How to deal with performance issues using background jobs?

Hello,

I’m having some performance issues working with background jobs, especially resizing images. I have an API, which is done with Phoenix, and background jobs using Exq. My problem is if suddenly the app has to deal with several images the API gets slower, much slower, and if there are a lot of images the API does not respond at all and AWS restarts my dockers. A complete mess, because the restarts don’t allow the Elixir app to finish with the image resizings, so it is down for a long time.

I remember when I worked with Ruby on Rails and Sidekiq that I had completely different machines for the web servers and workers for background jobs. This way I could scale them independently and in the case of a big bunch of background jobs, the web server could still reply correctly.

Now I understand that Elixir makes a cluster and all nodes communicate each other, and this is used for several things like websockets. However, I think in my case could be useful to have different machines for background jobs and web servers.

What do you think about this? This should be solved with better scaling policies in AWS or it is actually a good idea?

Anyway, I don’t have any idea how to do this using distillery and the same code base.

This is a very open thread, I mean, if you have other ideas, questions, suggestions, it would be fantastic and I’ll be glad to collaborate in my experience.

Thank you for your time.

1 Like

:wave:

How do you resize the images?

My problem is if suddenly the app has to deal with several images the API gets slower, much slower, and if there are a lot of images the API does not respond at all and AWS restarts my dockers.

Have you been able to find out what causes the API to stop? If you use nifs to resize the images, the schedulers might become blocked.

You could start by limiting the number of heavy jobs with DynamicSupervisor (or any other pool).

As for using multiple types of nodes doing different jobs: “Designing for Scalability with Erlang/OTP” covers this in chapter 13, they call them “node families”. If you want to do this with Distillery you could put the image processing in a different Erlang application and create two releases, one that includes the image processing app and one that includes the web frontend app. When developing locally you can run both in the same VM, but when deploying to production you would use either of the two releases.

There’s all kind of ways to make them talk to each other, a good old message queue still works, but you can also use distributed Erlang with the pg2 module for instance.

3 Likes

I’m using System.cmd + ImageMagick.

I think the reason is that the CPU is so busy with the image resizing that it does not have time for the API… I guess. I also limited the currency for the queue to 10, but it still seems too much for the server. My Ecto pool is 15, so it should be enough to work without timeouts.

Definitely I have to take a look and learn how to make those two releases.

At the moment they can communicate with the DB and with Redis, they don’t need to “see” each other with Erlang cluster.

Do you know how many of these image resize operations could be running at once? 10 seems like a lot.

I would potentially assign that job its own dedicated queue. Start with 1 concurrency - see if it helps. You can add more concurrency if things stabilize.
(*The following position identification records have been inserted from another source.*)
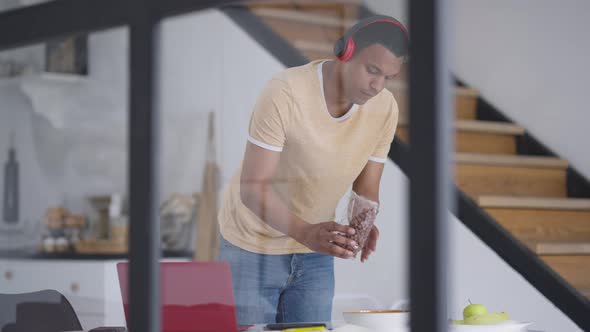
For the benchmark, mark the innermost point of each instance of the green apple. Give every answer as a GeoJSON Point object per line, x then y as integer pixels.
{"type": "Point", "coordinates": [474, 310]}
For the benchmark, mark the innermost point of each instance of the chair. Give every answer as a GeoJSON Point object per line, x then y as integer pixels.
{"type": "Point", "coordinates": [42, 311]}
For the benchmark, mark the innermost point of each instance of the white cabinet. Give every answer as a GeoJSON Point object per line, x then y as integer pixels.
{"type": "Point", "coordinates": [92, 287]}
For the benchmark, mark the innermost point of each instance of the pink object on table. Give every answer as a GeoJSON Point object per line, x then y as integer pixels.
{"type": "Point", "coordinates": [196, 296]}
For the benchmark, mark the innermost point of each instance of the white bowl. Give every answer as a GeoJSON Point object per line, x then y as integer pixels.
{"type": "Point", "coordinates": [378, 320]}
{"type": "Point", "coordinates": [508, 326]}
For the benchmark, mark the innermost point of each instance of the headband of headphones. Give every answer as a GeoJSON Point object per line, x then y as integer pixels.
{"type": "Point", "coordinates": [344, 47]}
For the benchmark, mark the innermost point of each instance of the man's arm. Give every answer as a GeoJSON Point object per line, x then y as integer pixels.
{"type": "Point", "coordinates": [367, 185]}
{"type": "Point", "coordinates": [257, 194]}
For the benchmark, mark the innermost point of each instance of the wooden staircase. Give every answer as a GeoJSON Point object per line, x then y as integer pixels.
{"type": "Point", "coordinates": [527, 195]}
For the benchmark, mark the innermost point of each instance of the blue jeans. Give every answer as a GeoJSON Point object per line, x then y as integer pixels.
{"type": "Point", "coordinates": [280, 288]}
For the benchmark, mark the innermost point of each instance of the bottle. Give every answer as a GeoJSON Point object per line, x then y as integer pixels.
{"type": "Point", "coordinates": [10, 206]}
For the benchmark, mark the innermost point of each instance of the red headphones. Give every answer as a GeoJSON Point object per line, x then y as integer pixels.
{"type": "Point", "coordinates": [344, 47]}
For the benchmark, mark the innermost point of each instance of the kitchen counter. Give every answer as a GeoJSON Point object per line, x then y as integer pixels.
{"type": "Point", "coordinates": [23, 254]}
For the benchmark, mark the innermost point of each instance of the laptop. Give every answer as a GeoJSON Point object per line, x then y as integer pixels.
{"type": "Point", "coordinates": [195, 296]}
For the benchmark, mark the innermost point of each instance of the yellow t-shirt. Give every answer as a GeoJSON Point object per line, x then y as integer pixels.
{"type": "Point", "coordinates": [321, 156]}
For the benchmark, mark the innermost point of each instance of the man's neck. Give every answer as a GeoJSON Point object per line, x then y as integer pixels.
{"type": "Point", "coordinates": [336, 102]}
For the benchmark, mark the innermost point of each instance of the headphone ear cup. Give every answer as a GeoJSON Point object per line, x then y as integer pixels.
{"type": "Point", "coordinates": [339, 47]}
{"type": "Point", "coordinates": [348, 50]}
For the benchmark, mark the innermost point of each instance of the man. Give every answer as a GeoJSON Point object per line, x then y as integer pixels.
{"type": "Point", "coordinates": [315, 130]}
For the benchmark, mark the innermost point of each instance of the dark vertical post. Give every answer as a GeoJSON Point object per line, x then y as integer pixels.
{"type": "Point", "coordinates": [430, 190]}
{"type": "Point", "coordinates": [144, 251]}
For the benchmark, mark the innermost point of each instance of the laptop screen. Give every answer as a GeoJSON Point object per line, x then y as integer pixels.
{"type": "Point", "coordinates": [195, 296]}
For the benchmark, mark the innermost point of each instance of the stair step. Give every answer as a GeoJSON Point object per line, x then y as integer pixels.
{"type": "Point", "coordinates": [533, 219]}
{"type": "Point", "coordinates": [305, 18]}
{"type": "Point", "coordinates": [573, 268]}
{"type": "Point", "coordinates": [510, 161]}
{"type": "Point", "coordinates": [561, 248]}
{"type": "Point", "coordinates": [534, 203]}
{"type": "Point", "coordinates": [487, 174]}
{"type": "Point", "coordinates": [478, 136]}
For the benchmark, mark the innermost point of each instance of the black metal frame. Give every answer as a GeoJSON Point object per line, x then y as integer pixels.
{"type": "Point", "coordinates": [430, 164]}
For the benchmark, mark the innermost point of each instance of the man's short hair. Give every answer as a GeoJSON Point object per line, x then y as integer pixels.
{"type": "Point", "coordinates": [386, 34]}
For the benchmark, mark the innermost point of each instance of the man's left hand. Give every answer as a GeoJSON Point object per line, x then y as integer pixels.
{"type": "Point", "coordinates": [370, 244]}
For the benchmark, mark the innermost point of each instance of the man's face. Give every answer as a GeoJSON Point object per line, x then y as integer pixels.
{"type": "Point", "coordinates": [369, 71]}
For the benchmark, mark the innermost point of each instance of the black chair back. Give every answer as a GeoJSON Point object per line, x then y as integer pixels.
{"type": "Point", "coordinates": [42, 311]}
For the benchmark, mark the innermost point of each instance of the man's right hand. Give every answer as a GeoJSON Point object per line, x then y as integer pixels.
{"type": "Point", "coordinates": [324, 238]}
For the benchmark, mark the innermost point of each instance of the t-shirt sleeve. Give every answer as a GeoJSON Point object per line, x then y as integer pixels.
{"type": "Point", "coordinates": [268, 124]}
{"type": "Point", "coordinates": [390, 124]}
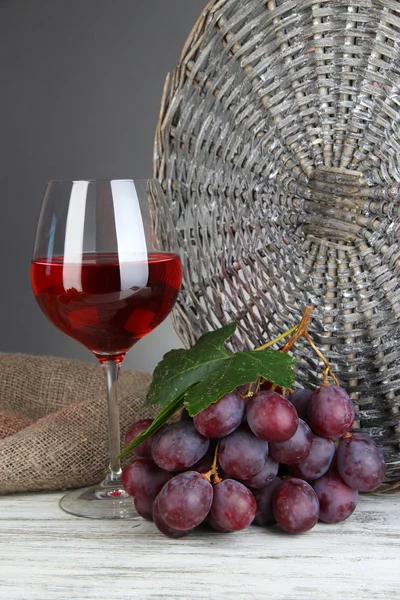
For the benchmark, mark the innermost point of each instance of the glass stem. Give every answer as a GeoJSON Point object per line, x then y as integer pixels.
{"type": "Point", "coordinates": [111, 370]}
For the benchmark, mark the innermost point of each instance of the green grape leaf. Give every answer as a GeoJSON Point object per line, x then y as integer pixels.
{"type": "Point", "coordinates": [180, 369]}
{"type": "Point", "coordinates": [237, 369]}
{"type": "Point", "coordinates": [156, 424]}
{"type": "Point", "coordinates": [202, 375]}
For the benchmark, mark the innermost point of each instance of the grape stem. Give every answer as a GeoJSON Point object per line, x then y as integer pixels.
{"type": "Point", "coordinates": [279, 338]}
{"type": "Point", "coordinates": [212, 475]}
{"type": "Point", "coordinates": [302, 331]}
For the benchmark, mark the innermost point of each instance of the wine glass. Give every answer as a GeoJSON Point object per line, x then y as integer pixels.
{"type": "Point", "coordinates": [106, 271]}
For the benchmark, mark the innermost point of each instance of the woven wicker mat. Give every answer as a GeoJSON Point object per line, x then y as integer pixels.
{"type": "Point", "coordinates": [53, 421]}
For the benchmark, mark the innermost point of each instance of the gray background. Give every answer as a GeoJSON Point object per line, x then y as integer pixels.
{"type": "Point", "coordinates": [80, 89]}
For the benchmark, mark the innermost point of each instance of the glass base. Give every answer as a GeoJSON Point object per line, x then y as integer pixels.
{"type": "Point", "coordinates": [108, 500]}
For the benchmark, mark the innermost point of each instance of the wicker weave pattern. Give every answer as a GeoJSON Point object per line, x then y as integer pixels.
{"type": "Point", "coordinates": [278, 146]}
Others have already pointed out other solutions but I would like to go on record and say that this should be fine too. There are different ways you could tackle this but I guess the simplest would be to move to an umbrella project and have the Phoenix application as one app and the background processor in another. On one machine you will deploy the Phoenix one and on the other you do the background job.

You could also do two complete separate apps, without the umbrella bit.
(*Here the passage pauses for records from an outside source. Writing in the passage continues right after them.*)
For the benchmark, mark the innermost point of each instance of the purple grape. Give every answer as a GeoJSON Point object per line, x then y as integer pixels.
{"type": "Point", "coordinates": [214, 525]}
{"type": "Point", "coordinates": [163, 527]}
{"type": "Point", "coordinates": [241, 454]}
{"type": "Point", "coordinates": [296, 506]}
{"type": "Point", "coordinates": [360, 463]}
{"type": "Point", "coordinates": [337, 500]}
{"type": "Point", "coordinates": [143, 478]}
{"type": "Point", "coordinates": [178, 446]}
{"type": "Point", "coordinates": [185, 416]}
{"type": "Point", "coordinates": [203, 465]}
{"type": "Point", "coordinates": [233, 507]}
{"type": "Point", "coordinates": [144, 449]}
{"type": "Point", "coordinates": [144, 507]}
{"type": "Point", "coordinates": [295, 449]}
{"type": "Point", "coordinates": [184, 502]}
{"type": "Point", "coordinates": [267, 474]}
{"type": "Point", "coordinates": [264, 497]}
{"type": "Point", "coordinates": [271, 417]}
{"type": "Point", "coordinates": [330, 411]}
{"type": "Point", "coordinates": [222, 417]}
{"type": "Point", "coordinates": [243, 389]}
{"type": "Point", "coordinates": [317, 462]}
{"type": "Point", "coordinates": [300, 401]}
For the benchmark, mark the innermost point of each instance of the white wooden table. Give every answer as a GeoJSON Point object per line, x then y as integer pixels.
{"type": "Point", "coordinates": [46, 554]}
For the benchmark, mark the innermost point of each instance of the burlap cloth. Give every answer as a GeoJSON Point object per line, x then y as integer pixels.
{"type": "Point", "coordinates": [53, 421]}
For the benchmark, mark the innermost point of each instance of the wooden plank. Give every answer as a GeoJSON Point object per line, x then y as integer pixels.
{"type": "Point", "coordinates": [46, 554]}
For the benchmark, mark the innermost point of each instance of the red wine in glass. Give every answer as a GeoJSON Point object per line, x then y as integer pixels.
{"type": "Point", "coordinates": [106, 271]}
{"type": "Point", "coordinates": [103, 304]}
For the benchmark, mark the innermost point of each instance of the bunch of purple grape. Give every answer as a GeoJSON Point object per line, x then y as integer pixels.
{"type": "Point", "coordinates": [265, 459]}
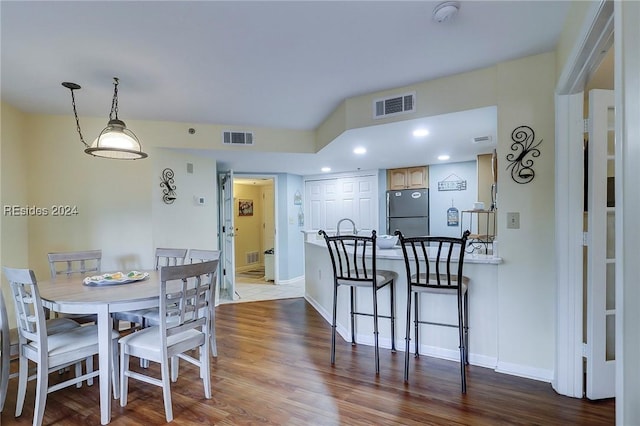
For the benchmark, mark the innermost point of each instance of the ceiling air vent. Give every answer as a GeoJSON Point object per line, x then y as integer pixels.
{"type": "Point", "coordinates": [481, 139]}
{"type": "Point", "coordinates": [237, 138]}
{"type": "Point", "coordinates": [398, 104]}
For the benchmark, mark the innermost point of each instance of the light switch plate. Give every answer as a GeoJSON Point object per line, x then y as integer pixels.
{"type": "Point", "coordinates": [513, 220]}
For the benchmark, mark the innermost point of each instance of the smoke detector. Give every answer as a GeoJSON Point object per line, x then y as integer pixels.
{"type": "Point", "coordinates": [445, 12]}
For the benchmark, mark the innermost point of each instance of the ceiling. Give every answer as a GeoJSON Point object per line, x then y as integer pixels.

You could also keep everything in the same app and use a configuration to specify when the workers are started. This is very similar to how Phoenix works, where it only starts the http servers if the server: true flag is given.

1 Like

I have more than one server running, so it should be distributed among them.

Yeah, at the moment I did this.

OK, so with Umbrella project I could do this. Good to know. I read a lot about Umbrella projects at the beginning, but I didn’t see the point because with phoenix separation of concerns I had enough until now.

It is good to know but tougher.

Thanks to all of you